For instance: the political parties may exercise their campaign expenditure through the National Electoral Institute. This provision is not mandatory, it is optative and thereby invites discretion and arbitrariness, and also opens the door to differentiated financial schemes for the political parties during campaigns which could compromise transparency and equality in the electoral contest.
There are new hypothesis to declare nullity of elections on the grounds of abstract irregularities that go beyond the protection of the will of the people, which should be the only reason to question and eventually to cancel massive and complex democratic processes such as elections.

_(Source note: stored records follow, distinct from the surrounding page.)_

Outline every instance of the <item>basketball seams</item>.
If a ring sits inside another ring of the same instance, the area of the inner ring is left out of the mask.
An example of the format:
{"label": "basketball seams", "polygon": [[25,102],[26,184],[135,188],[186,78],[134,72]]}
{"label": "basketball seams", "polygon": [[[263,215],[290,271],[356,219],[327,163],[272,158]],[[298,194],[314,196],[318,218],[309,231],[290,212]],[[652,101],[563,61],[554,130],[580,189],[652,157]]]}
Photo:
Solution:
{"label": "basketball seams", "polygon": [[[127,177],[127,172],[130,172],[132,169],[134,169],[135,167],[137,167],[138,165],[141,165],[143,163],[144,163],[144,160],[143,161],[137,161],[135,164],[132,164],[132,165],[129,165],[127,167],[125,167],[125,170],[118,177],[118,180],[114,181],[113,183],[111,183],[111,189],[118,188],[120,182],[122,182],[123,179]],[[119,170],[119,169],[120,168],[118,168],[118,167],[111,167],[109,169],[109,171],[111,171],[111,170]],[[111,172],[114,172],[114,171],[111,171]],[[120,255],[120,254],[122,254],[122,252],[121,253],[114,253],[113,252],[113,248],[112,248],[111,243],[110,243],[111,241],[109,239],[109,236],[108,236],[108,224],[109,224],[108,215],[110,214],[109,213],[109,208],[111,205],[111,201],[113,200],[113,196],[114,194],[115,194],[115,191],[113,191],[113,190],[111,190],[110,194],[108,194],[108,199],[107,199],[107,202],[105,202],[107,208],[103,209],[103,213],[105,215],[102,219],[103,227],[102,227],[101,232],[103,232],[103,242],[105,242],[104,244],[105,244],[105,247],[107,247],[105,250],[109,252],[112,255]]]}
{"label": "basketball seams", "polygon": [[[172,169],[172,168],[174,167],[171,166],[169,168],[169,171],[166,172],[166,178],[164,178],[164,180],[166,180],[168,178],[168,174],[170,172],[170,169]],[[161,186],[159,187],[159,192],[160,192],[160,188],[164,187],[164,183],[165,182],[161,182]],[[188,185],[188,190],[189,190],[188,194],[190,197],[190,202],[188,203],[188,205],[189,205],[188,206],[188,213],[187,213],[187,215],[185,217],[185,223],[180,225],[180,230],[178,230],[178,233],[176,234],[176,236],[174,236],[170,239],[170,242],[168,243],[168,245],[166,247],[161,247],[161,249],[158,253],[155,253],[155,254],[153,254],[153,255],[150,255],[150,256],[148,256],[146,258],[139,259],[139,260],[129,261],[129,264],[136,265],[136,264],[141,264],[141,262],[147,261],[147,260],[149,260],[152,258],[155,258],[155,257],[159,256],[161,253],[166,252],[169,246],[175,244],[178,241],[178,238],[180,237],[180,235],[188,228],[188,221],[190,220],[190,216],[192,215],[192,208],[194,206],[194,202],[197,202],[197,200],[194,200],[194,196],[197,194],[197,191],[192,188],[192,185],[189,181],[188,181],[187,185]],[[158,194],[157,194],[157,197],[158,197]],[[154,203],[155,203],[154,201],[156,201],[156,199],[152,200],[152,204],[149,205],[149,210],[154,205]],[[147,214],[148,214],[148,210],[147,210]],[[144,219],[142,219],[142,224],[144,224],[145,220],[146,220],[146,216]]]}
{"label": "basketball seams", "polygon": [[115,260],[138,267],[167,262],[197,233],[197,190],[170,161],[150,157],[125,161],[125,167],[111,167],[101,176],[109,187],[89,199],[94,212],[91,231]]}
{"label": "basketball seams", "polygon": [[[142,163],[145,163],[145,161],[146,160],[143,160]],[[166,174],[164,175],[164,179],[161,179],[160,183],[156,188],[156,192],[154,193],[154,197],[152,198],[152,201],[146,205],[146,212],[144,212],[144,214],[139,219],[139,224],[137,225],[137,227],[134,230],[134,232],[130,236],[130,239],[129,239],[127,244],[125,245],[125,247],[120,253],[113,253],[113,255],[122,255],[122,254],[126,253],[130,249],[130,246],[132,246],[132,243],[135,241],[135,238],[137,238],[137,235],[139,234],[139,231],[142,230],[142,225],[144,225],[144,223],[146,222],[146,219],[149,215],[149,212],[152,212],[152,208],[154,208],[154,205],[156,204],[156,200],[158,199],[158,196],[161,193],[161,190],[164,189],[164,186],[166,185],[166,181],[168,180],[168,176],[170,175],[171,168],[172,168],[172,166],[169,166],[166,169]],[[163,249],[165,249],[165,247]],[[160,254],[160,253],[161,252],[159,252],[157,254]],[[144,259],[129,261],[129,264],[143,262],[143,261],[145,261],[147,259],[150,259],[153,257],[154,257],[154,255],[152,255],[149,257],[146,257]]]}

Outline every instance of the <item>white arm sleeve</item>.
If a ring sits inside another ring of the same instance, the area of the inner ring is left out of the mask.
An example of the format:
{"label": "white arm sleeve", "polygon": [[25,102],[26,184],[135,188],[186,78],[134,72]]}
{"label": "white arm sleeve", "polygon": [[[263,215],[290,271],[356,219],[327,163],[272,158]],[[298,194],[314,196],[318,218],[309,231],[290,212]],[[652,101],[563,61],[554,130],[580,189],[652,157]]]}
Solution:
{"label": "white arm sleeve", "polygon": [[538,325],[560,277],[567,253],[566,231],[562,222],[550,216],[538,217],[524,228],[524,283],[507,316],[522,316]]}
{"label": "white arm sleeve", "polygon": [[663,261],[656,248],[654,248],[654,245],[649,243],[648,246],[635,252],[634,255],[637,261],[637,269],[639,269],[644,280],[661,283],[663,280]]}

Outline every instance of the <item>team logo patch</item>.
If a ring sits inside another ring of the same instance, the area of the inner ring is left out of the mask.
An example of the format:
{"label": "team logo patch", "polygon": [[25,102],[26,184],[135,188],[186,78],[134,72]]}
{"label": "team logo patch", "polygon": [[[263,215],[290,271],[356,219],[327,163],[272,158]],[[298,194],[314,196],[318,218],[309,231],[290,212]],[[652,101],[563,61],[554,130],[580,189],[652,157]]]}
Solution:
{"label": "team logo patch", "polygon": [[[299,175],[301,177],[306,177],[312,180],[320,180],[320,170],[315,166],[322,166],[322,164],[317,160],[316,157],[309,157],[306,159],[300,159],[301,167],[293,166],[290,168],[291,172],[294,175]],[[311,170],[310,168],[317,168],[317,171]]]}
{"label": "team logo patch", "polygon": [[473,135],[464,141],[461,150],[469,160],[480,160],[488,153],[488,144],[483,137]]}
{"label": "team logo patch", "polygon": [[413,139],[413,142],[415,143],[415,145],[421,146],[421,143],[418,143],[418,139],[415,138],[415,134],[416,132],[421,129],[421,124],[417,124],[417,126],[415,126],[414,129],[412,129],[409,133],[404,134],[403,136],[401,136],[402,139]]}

Consequently, the electoral reform is already displaying the future controversies and constituting the new source of struggle and discord in the electoral arena. In other words, adding causes of the annulment of elections not related to direct infringements on the right to vote, means to write since now the script of the impugnation to come.
This reform breaks down the essential logic of the electoral system in many ways, because it complicates the registration for new political parties (the minimum member checked on the electoral roll to register grows from 2 to 3%) and at the same, rewards personalities that may disregard the political parties processes and present themselves as ‘independent candidates’ for the purposes of running for public office.
The reform constitutes a formula to multiply political adventures financed by private actors, while nourishing anti-politics and personalism.
We could provide many examples but the constant variable of the reform is the attempt to avoid and defer crucial decisions regarding the basic definitions underpinning the Mexican electoral system, by means of uncertainty and the use of ambiguous and vague language.
The agenda of this reform was not responsive to a thorough diagnosis on the electoral system; rather it was prompted by the imperatives and discomfort derived from a post-election challenge (in 2012) whose alleged electoral offences and ‘proofs’ were never demonstrated not even remotely.
The electoral institutions and legislation ‘had’ to be included in the legislative agenda of the Pact for Mexico as a result of political inertia, which was built up from the remains and debris of the post-electoral battle. Hence, the reform was not guided by a clear idea or by a coherent set of specific proposals.
The electoral discontent predominated again and faded away political debates that are way more relevant for Mexico: specially the type of political regime and coalition governments.
The Pact for Mexico, a political achievement celebrated by many –and even by us- has already conceived its worst political product. The victim of this unfortunate slip is the electoral system, a system that has been built from so much effort, resources and time to Mexico.